# Textual Criticism Bibliography



## Justified (Dec 27, 2015)

Sorry to bother the board again with book requests! I was hoping that the board could give a nice list of books, articles, or even audio about textual criticism. I don't exclusively want arguments for different manuscript traditions, though I do want that too. If you would, please give a nice bibliography, along with what you regard as introductory volumes/articles.

I'm currently not committed to either manuscript tradition, so I'd like both sides to please offer book recommendations (and indicate what side your resources come from, please).


----------



## Justified (Dec 29, 2015)

Bump.


----------



## py3ak (Dec 29, 2015)

Here are some works I've consulted.

Alan F. Johnson, “A Stylistic Trait of the Fourth Gospel in the Pericope Adulterae?” in _Bulletin of the Evangelical Theological Society_ 9, No. 2 (1966)
Bart D. Ehrman, “Jesus and the Adulteress” in _New Testament Studies_ 34 (1988)
Bruce M. Metzger, _A Textual Commentary on the Greek New Testament_ (Stuttgart: Deutsche Bibelgesellschaft, 1997)
Bruce M. Metzger, _The Text of the New Testament: Its Transmission, Corruption, and Restoration, 3rd Enlarged Edition_ (New York: Oxford University Press, 1992)
David Alan Black, _New Testament Textual Criticism: A Concise Guide_ (Grand Rapids: Baker Book House, 1994)
Ernest C. Colwell, _Studies in Methodology in Textual Criticism of the New Testament_ (Leiden: E.J. Brill, 1969)
Gordon H. Clark, _Logical Criticisms of Textual Criticism_, 2nd ed. (Unicoi: Trinity Foundation, 1990)
J. Harold Greenlee, _Introduction to New Testament Textual Criticism, Revised Edition_ (Grand Rapids: Baker Academic, 1995)
Wilbur N. Pickering, _The Identity of the New Testament Text_ (Nashville: Thomas Nelson, Inc., 1977)

Of those, I think David Alan Black gives the most neutral overview.
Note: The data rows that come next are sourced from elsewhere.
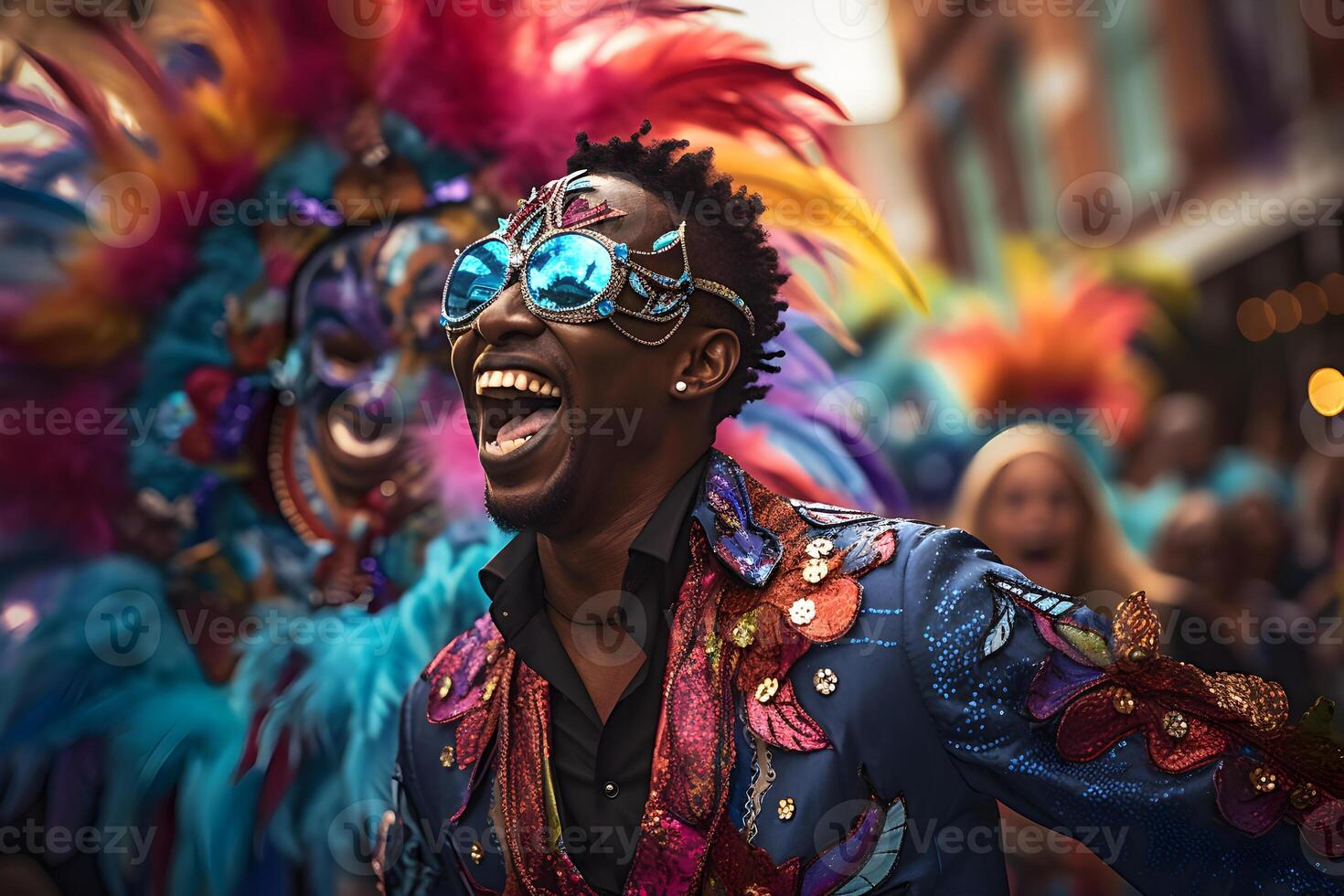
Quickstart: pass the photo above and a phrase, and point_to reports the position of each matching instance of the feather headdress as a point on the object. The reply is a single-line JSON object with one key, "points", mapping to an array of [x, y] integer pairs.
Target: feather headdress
{"points": [[156, 121], [123, 297]]}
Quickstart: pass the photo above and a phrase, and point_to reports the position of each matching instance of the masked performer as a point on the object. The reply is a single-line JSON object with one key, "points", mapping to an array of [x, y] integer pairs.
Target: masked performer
{"points": [[687, 683], [235, 509]]}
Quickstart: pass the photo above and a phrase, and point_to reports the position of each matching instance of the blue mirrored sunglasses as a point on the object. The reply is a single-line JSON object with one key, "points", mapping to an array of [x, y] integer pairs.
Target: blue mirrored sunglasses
{"points": [[574, 277]]}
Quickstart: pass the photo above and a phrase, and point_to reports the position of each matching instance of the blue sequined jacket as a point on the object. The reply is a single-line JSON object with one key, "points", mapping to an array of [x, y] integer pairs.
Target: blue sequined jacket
{"points": [[867, 755]]}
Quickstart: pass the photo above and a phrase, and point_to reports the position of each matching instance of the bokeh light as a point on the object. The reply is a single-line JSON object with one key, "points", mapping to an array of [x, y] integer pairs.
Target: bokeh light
{"points": [[1287, 314], [1326, 391], [1255, 320], [1333, 286], [1313, 301]]}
Wilbur Pickering questions the current consensus on the approach to textual criticism, but the information provided in the others doesn't always seem to support the consensus approach very forcefully. Greenlee is probably the 2nd most painfully boring book I have ever read. I think _Upper Cretaceous Limestone in the Lone Star State_ would be a positive cliffhanger in comparison. The Clark book didn't set out to accomplish much, and succeeded rather well, I thought.


----------



## Logan (Dec 29, 2015)

I thought Scrivener's "Plain Introduction to the Criticism of the New Testament" was very helpful. He was definitely more cautious than many textual critics and in general favored the TR while still recognizing that it had places where the evidence for its readings was lacking.
http://www.ccel.org/ccel/scrivener/ntcrit1.html


----------